Ok, now this is purely rumour at this point - a Microsoft spokesperson, of course, dismissed it as "rumour and speculation" - but if the house of Xbox is genuinely thinking about pursuing this, I think I can speak for a lot of people when I say this is a monumental mistake.
It's huge, it's brash, and it's potentially crippling to the industry and the gamers that fuel it.
It's not such a way out idea to predict a console to introduce a concept like this either, if you've read the signs. PC games have had launch codes, so to speak, for years, which doesn't restrict you to one install, but doesn't let you go wild handing out the code to everyone leaving a GAME either.
More recently publishers, dollar signs glinting in their eyes, have incorporated online pass requirements for certain games. Yearly releases like FIFA now force you to buy new, unless you want to fork out even more just to access the rich online features.
Judging from how FIFA 12 has hogged the top spot and gained so much money, akin to a digital Man City, the formula's worked hasn't it? It's certainly forced me and a number of friends from an old pattern of buying last years copy for a fiver.
Unfortunately this will only encourage big publishers and now console makers to push their luck even further.
Obviously the first casualties, if Microsoft chooses to declare war on used games, will be the little guy, the consumer.
At £40 some people simply can't afford to buy all the triple-A releases brand new in this economy, especially with the fantastic haul of titles in 2011. The popularity of Amazon and Play.com give just a subtle hint that many gamers can't afford RRP's.
But it goes higher than the guy with the low pay packet.
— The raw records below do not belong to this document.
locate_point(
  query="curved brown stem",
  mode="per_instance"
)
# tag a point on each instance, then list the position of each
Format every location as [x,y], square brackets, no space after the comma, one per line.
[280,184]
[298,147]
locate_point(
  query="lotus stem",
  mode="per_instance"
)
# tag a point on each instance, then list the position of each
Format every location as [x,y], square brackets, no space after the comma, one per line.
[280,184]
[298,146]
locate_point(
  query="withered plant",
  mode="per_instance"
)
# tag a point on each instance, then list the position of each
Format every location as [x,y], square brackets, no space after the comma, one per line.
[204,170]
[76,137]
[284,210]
Certain businesses will be left crippled by this, and not just the obvious ones like CEX, a store that centres its whole strategy around pre-owned media.
What would happen to Lovefilm or Blockbuster? Both popular options for gamers who now have the ability to sample a number of games for a limited fee, especially good for those single player experiences that offer little replay value.
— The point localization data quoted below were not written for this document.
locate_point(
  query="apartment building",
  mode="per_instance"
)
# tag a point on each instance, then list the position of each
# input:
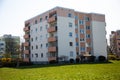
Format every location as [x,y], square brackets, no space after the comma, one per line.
[115,42]
[2,48]
[62,34]
[9,44]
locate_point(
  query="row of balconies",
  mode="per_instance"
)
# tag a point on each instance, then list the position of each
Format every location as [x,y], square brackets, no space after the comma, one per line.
[52,29]
[52,19]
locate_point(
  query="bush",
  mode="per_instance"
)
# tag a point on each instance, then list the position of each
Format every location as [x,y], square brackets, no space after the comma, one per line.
[112,57]
[77,60]
[91,58]
[101,58]
[52,61]
[71,60]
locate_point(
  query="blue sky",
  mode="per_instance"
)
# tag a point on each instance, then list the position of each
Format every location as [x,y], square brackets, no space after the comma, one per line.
[13,13]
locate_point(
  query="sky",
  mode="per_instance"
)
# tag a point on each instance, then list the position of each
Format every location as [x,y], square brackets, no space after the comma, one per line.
[13,13]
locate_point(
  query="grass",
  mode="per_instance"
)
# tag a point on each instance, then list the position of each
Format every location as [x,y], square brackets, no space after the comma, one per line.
[108,71]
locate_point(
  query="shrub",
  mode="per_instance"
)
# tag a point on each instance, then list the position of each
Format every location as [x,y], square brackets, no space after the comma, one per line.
[91,58]
[101,58]
[71,60]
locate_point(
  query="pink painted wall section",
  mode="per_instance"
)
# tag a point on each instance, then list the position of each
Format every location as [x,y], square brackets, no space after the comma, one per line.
[98,17]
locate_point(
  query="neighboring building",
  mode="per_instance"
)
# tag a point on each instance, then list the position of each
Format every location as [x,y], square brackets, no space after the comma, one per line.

But what would Lovefilm do, get a brand new copy sent out every time someone sticks that title in their wanted list? They'd run out of revenue after a week.
Beyond the consumers and businesses though, the ones I really feel will suffer are the game developers themselves.
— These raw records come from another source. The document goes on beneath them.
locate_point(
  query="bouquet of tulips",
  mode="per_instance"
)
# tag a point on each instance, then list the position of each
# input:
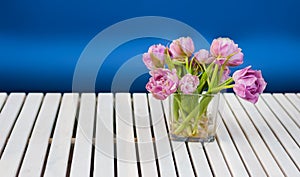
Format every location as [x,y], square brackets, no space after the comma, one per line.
[176,69]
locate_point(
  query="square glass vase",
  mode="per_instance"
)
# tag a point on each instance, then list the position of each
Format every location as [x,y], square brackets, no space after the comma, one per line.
[193,117]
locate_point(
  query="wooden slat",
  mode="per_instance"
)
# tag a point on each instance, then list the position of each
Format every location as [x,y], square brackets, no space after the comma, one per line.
[283,117]
[216,159]
[12,156]
[279,153]
[8,116]
[253,137]
[81,161]
[3,97]
[144,138]
[162,142]
[294,99]
[182,160]
[37,147]
[294,114]
[104,144]
[126,152]
[285,139]
[249,158]
[60,148]
[199,159]
[230,153]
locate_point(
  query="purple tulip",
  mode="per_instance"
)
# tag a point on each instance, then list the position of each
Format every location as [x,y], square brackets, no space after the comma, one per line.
[188,83]
[162,83]
[182,47]
[248,84]
[203,56]
[157,51]
[225,49]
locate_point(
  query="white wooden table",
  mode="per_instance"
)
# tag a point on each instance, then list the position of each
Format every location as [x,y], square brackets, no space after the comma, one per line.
[56,135]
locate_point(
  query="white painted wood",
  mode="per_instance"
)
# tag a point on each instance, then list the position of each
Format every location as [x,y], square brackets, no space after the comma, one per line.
[36,151]
[60,148]
[249,158]
[3,97]
[294,99]
[278,152]
[8,115]
[126,152]
[81,161]
[283,117]
[216,159]
[104,144]
[162,142]
[144,138]
[230,153]
[16,144]
[286,140]
[199,160]
[294,114]
[182,159]
[253,137]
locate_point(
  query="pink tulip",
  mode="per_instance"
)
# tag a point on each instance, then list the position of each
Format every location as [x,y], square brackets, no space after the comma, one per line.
[162,83]
[182,47]
[225,75]
[203,56]
[157,51]
[188,83]
[224,49]
[248,84]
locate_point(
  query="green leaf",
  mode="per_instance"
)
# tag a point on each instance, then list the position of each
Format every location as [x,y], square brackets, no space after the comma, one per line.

Without the pre-owned market games like Alan Wake, Dead Space and Heavy Rain might never have been properly appreciated, with the first two eventually benefiting from the word of mouth via sequels and the latter claiming to have been played by millions via pre-owned.
At £40 a pop, a game is no longer an impulse buy. We can't afford to take a scatter-gun approach and hope that we bring home something we like - and the new IPs with fresh ideas like Enslaved, Bulletstorm and Mirror's Edge get the sharp end of the stick.
If gamers are forced to pay full whack for every game they'll inevitably have to limit their purchases and stick to what they know. Which ultimately means creativity will suffer for publishers' attempts to get back some of that 'lost money'.
At the risk of sounding very familiar to Microsoft: don't do it!